Perluasan Lahan Gagal, TPA Tanjungrejo Overload

Lingkungan114 Dilihat

Jurnalpantura.id, Kudus – Rencana perluasan Tempat Pembuangan Akhir (TPA) Tanjungrejo, Jekulo gagal tahun ini.

Semula perluasan dialokasikan senilai 5,5 miliyar menggunakan Dana Bagi Hasil Cukai Hasil Tembakau (DBHCHT). Namun berdasarkan perubahan Peraturan Menteri Keuangan Nomor 206/PMK.07/2020 dana itu hanya boleh digunakan untuk prioritas tertentu, seperti pelatihan bagi buruh pabrik rokok. Sehingga tak bisa digunakan.
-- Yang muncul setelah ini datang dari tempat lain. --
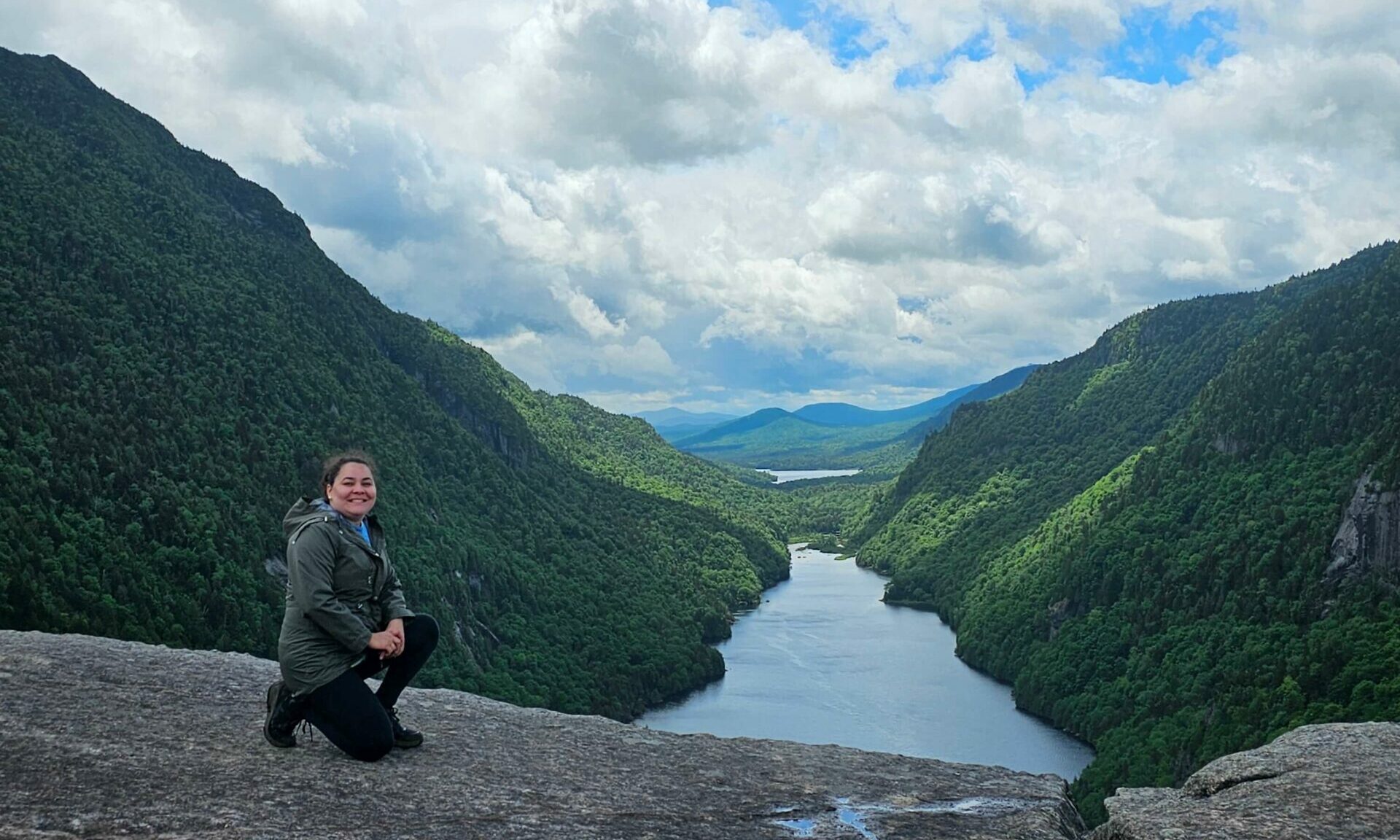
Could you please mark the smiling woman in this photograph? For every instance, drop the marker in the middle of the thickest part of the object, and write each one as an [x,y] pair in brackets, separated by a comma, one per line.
[346,621]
Sekertaris Dinas PKPLH Kudus Rofiatun menyebut perluasan TPA penting karena kondisinya overload. Sebab setiap hari 130 ton sampah masuk ke tempat pembuangan sampah itu.

Bahkan tumpukan sampah di TPA Tanjungrejo mencapai 20-30 meter.
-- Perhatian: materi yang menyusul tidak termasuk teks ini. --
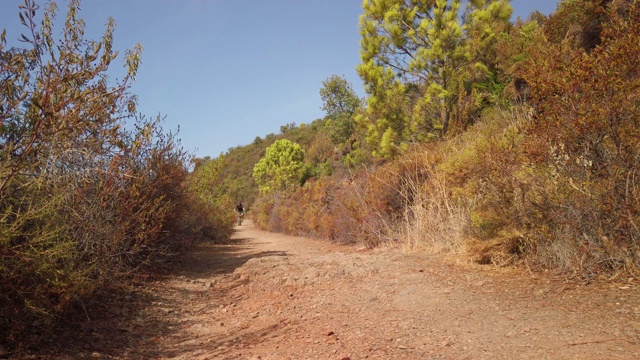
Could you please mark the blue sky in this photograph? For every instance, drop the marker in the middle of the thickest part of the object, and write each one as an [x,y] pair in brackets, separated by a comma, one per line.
[226,71]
“Sehingga tempat penampungan itu kewalahan. Padahal luanya sudah 5,6 hektare,” terangnya.

Untuk itu pihaknya sudah mengajukan anggaran senilai 5,5 guna perluasan TPA pada APBD 2021, yang akan digunakan untuk menambah areal TPA seluas 1,8 hektare di areal yang sama.
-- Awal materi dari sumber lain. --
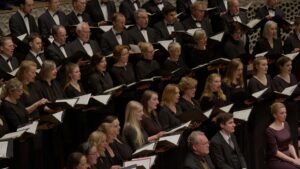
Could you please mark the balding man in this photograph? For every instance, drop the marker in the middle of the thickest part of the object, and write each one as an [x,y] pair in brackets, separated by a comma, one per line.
[83,42]
[198,157]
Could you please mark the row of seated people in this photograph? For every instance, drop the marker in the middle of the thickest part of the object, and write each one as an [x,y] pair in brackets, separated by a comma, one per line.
[18,107]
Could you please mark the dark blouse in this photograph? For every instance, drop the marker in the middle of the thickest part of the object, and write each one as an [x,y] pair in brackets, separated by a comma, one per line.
[14,114]
[99,82]
[169,119]
[123,75]
[151,124]
[146,68]
[130,136]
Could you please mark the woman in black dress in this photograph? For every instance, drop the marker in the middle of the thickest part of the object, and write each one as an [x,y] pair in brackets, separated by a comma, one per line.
[281,153]
[281,81]
[270,43]
[170,110]
[260,116]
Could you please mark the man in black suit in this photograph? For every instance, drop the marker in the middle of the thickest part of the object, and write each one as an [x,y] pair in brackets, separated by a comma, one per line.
[127,8]
[169,24]
[141,32]
[58,50]
[101,11]
[115,36]
[198,19]
[83,42]
[8,63]
[35,54]
[22,21]
[154,7]
[52,16]
[78,13]
[224,150]
[197,157]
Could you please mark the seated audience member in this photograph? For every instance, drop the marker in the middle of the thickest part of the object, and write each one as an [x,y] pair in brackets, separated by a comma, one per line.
[122,71]
[169,24]
[36,50]
[52,16]
[58,50]
[147,67]
[77,161]
[118,143]
[133,132]
[234,46]
[150,120]
[292,42]
[91,153]
[101,11]
[8,62]
[83,42]
[197,19]
[281,154]
[22,21]
[78,14]
[170,111]
[197,157]
[141,32]
[224,150]
[155,8]
[100,80]
[128,8]
[115,36]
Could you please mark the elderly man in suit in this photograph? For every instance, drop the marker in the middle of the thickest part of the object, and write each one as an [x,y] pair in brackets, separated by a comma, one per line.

“Karena memang tidak bisa membangun TPA baru lagi. Sebab banyak persyaratan dan izin lingkungan kalau buat baru. Rencananya perluasan akan diarahkan ke sebelah barat,” jelasnya

Sayang dari pemkab mengalokasikan dana itu dari DBHCHT. Sementara dari peraturan terbaru DBHCHT memiliki peruntukan khusus. Sehingga tak bisa dianggarkan untuk pembangunan perluasan TPA Tanjungrejo. Akhirnya upaya perluasan itu batal.

Untuk itu pihaknya akan kembali mengajukan upaya perluasan TPA untuk APBD 2022.

“Semoga nanti bisa dianggarkan dari pemkab. Karena ini menyangkut pelayanan dan urusan publik. Sekaligus soal lingkungan,” terangnya.

Sementara untuk meminimalisasi jumlah sampah yang masuk pihaknya menerapkan program bank sampah unit desa. Yakni membayar sampah dengan sampah. Setiap rumah tangga disosialisasi agar mengumpulkan sampah rumah tangga. Dipilah dan dikumpulkan berdasarkan jenisnya. Seperti sampah plastic hingga organik.

Dari hasil itu akan diambil pihak PKPLH untuk diolah dengan melibatkan pihak lain. Seperti pembuatan eco enzim hingga pupuk organik. Dari hasil yang dikumpulkan warga kemudian ditimbang dan dinominalkan.

Nominal itulah yang kemudian bisa digunakan membayar retribusi sampah. Sebab sumber utama sampah dari rumah tangga.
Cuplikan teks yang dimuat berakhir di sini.